The digital age has lead to a boom in the practice known as “crowdfunding” This alternative form of finance has become increasingly popular thanks to websites like GoFundMe and Kickstarter where everyone from inventors to filmmakers to those seeking charitable donations can go to get their project funded through small contributions from large numbers of people.
Securities laws previously prohibited allow non-accredited investors investors to buy stock in a company through crowdfunding—that is, until now.

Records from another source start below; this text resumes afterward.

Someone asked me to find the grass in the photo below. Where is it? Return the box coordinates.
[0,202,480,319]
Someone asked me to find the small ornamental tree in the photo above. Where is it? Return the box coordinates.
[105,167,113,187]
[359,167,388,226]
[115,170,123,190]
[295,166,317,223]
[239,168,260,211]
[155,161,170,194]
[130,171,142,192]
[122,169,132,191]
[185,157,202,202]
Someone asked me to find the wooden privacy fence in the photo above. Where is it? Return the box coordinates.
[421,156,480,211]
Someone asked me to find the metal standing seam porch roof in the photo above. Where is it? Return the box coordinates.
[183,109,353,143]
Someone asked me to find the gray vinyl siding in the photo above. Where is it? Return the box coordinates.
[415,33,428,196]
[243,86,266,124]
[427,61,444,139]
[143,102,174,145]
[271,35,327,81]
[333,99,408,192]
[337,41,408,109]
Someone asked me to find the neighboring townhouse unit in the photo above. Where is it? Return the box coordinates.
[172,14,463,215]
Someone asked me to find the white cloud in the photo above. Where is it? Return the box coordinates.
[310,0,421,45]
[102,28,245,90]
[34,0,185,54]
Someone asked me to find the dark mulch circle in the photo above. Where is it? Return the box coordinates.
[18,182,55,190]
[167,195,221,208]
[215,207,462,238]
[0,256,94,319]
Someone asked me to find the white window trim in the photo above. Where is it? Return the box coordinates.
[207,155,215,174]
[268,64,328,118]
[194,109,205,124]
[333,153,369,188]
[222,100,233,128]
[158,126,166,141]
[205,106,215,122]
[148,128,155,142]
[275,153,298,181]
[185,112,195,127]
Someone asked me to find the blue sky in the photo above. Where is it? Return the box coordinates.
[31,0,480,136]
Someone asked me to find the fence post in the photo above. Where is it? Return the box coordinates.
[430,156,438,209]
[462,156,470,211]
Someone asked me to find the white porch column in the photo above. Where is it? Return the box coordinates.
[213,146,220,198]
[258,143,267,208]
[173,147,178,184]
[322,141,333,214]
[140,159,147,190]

At the end of October, 2015, the SEC adopted final rules to implement the crowdfunding sections of the Jumpstart Our Business Startups (JOBS) Act from 2012. As a result, the door will soon open for securities crowdfunding to all types of investors. This means that startups will be able to sell stock in their company through the process of crowdfunding, and main street investors will be able to get in on the action at the ground floor and potentially profit if when he/she encounters the next new and exciting startup idea, rather than having to wait for the company’s IPO.
Startups were previously much more limited in their ability to obtain financing for their company, being forced to rely on wealthy venture capitalists, angel investors, or pricey loans. The new SEC rules open the door for startups to seek out financing from the masses—average joes who like their idea and want to be a part of creating the company.
Many people (including the SEC and myself) are weary of the potential for fraud and for inexperienced investors to be taken advantage of. As a result, I expect that the SEC will keep a close eye on the practice and the companies using this methodology.
One of the ways in which the SEC hopes to mitigate the potential for fraud is by requiring that all crowdfunding securities offerings be conducted through a brokerage firm or special online portals that are registered with the SEC. Such portals will be required to conduct some levels of diligence on the startups and inform potential investors of their rights and obligations.
While the most frequently used private offering securities rules limited startup investing to “accredited investors” (i.e., those parties with net worths of at least $1 million (excluding their home) or who had made a minimum of $200,000 in income for two consecutive years), now people with an annual income or net worth less than $100,000 can invest up to 5% of their income or net worth, or $2,000—whichever is greater. Those with incomes and net worths higher than $100,000 will be able to invest up to 10%, though main street investors will not be able to invest more than $100,000 towards securities crowdfunding in any 12 month period. Of course, investors at these levels of income should discuss any such investments with their financial advisors, as these sorts of investments tend to be the riskiest and most illiquid investments around.
Under the crowdfunding rules, Startups will be limited to $1 million raised per year from crowdfunding sources without having to register with the SEC.
The new SEC rules will take effect in mid-2016, so startups and main street investors will have to wait before they can jump into the securities crowdfunding game. However, soon investing in startups will be open to the masses, and young, innovative companies will have much more potential to obtain the financing they need to thrive.